Damn it, Brian thought, no. Not later. Now. Going back into his own apartment long enough to pick up the baby, he crossed the hall and knocked at her door.
“Go away, Brian,” she said, her voice muffled and strangely thick sounding.
“I’m not going away, Kathy,” he said. “I’m going to stand right here knocking until you open the door and talk to me.”
She opened it a moment later and looked up at him. Her mouth worked furiously, as if she was holding back tears. Instantly he knew she was still hurt by what she’d thought she’d seen. “Kathy,” he said, and slipped inside before she could bar his entry, “I know what that looked like, but it was perfectly innocent. You know that now.”
“Yes,” she said quietly, looking from him to Maegan and back again. Then she sniffed and lifted her chin. “I know that now.”
“So tell me what you’re thinking.”
“I told you I needed some time alone.”
“Time alone isn’t going to fix this. We need to talk about it.”
She inhaled sharply and blew air out in a rush. “I know you want to talk…”
“But?” he asked, hearing her unspoken hesitation and bracing for the worst.
“But it doesn’t matter,” she said.
“What do you mean, it doesn’t matter?” His grip on Maegan tightened, and the baby squirmed against him in protest.
“Talking won’t change anything,” she said tightly.
“Won’t change what?” he forced himself to ask, despite having the decided feeling that he wasn’t going to like what she had to say.
“This just isn’t going to work,” she muttered, more to herself than to him. “I really thought it would, but it won’t. Can’t.”
Keeping his gaze fixed on her wounded eyes, Brian asked bluntly, “What are you trying to say?”
“The only thing I can say. The wedding’s off, Brian,” she said, and he felt each of her words hit him with the impact of a bullet.
Twelve
“Are you out of your mind?” he demanded in a bellow just below the noise level of an air-raid siren.

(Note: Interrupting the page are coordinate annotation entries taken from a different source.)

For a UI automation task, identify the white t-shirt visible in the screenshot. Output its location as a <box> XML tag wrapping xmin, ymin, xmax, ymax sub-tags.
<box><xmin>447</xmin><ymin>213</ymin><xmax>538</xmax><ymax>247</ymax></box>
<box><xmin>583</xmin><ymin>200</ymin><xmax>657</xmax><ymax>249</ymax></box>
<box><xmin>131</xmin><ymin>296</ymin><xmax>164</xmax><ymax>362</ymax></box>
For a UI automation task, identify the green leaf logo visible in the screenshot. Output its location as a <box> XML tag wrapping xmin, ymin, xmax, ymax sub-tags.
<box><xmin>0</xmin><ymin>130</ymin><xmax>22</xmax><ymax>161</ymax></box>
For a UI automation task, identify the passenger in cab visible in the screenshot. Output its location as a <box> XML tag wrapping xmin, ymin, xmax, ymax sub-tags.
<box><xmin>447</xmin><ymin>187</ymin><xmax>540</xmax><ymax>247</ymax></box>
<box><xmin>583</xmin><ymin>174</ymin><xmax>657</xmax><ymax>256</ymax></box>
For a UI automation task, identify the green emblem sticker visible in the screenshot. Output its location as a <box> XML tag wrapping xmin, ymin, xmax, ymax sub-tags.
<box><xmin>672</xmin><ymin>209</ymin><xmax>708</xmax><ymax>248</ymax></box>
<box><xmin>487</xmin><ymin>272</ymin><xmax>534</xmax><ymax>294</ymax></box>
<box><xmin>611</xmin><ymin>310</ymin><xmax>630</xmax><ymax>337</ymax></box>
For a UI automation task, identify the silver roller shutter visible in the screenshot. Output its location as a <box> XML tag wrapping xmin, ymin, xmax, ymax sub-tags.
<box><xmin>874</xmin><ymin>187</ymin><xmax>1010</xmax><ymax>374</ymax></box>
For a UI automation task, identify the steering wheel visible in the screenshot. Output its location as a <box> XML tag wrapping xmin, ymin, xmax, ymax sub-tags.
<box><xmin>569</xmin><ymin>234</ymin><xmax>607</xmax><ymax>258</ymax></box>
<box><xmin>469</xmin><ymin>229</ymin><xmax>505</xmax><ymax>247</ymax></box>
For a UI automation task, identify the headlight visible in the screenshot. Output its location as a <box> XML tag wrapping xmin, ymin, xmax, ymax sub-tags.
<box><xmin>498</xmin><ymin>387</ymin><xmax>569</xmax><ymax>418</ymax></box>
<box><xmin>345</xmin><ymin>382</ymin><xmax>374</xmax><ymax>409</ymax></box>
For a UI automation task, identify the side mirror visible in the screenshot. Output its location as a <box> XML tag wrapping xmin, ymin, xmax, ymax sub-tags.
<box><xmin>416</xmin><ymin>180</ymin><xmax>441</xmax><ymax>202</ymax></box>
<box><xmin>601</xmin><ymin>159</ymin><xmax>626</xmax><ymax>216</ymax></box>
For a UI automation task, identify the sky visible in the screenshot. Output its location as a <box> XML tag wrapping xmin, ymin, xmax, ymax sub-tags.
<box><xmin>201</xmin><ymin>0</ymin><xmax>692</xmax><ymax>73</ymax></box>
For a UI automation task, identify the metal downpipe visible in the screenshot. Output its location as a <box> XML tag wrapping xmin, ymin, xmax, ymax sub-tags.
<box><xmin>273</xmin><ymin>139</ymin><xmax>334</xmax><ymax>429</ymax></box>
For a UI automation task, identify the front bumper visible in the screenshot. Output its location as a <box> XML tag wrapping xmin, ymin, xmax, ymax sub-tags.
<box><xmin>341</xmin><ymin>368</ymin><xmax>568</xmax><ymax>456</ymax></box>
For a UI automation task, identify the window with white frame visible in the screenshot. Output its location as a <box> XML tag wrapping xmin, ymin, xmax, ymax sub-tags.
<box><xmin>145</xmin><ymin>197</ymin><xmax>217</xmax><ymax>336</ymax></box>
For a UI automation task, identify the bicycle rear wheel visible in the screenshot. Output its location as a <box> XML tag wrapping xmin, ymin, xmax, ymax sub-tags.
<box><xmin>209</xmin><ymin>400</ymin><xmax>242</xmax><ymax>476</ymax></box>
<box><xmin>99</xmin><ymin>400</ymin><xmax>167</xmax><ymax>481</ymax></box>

She shook her head fiercely. “Shouting at me won’t change my mind.”
“What will?” Brian ground out stiffly.
“Nothing,” she said, and walked past him into the center of the apartment. Wrapping her arms around herself, she held on tightly and looked at him. She seemed so…lost his heart ached for her. The warm, cozy familiarity of the apartment was almost mocking him now. There was no warmth here anymore. Just one man fighting to hold on to the woman who’d come to mean so much to him.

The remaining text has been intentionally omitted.